Questa sera (venerdì 23 luglio) alle 20.30, nell’aula magna della scuola Beni Montresor, in via Martiri delle foibe, serata informativa sul Controllo del vicinato. Partecipano il vicesindaco e assessore alla sicurezza Giovanni Amantia; Matteo Danese, referente del Controllo del vicinato per la Provincia di Verona; Enrico Bartolomei, comandante della polizia locale di Bussolengo; Salvatore Beneduce, comandante della Compagnia Carabinieri di Peschiera; Elisa Giubertoni, maresciallo e vice comandante della stazione Cc di Bussolengo; Roberto Rigo, coordinatore del gruppo di Controllo del vicinato di San Vito Al Mantico.

 

«Nella serata - precisa Amantia - presenteremo il progetto di collaborazione tra amministrazione, cittadini e forze dell’ordine. Si parlerà, inoltre, di come partecipare al progetto, delle sue regole e finalità e della costituzione di un gruppo per la lotta alle truffe nei confronti degli anziani. I gruppi di Controllo del vicinato sono una realtà già attiva a Bussolengo e uno strumento efficace per la partecipazione dei cittadini. A San Vito il gruppo conta più di 60 iscritti, continuamente in aumento, ed abbiamo ottenuto degli ottimi risultati».
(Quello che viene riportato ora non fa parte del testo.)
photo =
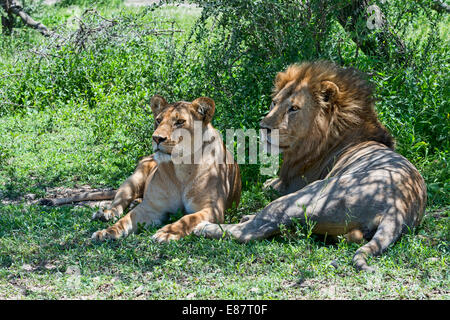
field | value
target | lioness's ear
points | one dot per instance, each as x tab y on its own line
329	91
205	107
158	104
Aggiunge Roberto Rigo, coordinatore del gruppo di Controllo del vicinato di San Vito Al Mantico: «Il 5 agosto dello scorso anno è stato costituito il primo gruppo volontari di San Vito con una trentina di adesioni. Dopo un anno le adesioni sono raddoppiate, ora sono 62. L'obiettivo comunque è crescere ancora, più occhi si attivano e più diventa efficace l'attenzione verso il territorio. Non ci sono ronde, sceriffi, pistoleri, o delatori, solo cittadini attenti pronti a segnalare, sullo specifico gruppo whatsapp, movimenti sospetti di mezzi e persone che si aggirano nei quartieri o nei pressi delle abitazioni. Gli alert lanciati vengono filtrati dal Coordinamento e, se del caso, passati alle Forze dell’Ordine. E’ però implicito che in caso di rapine, effrazioni o violenze, la prima cosa da fare è chiamare immediatamente il 112».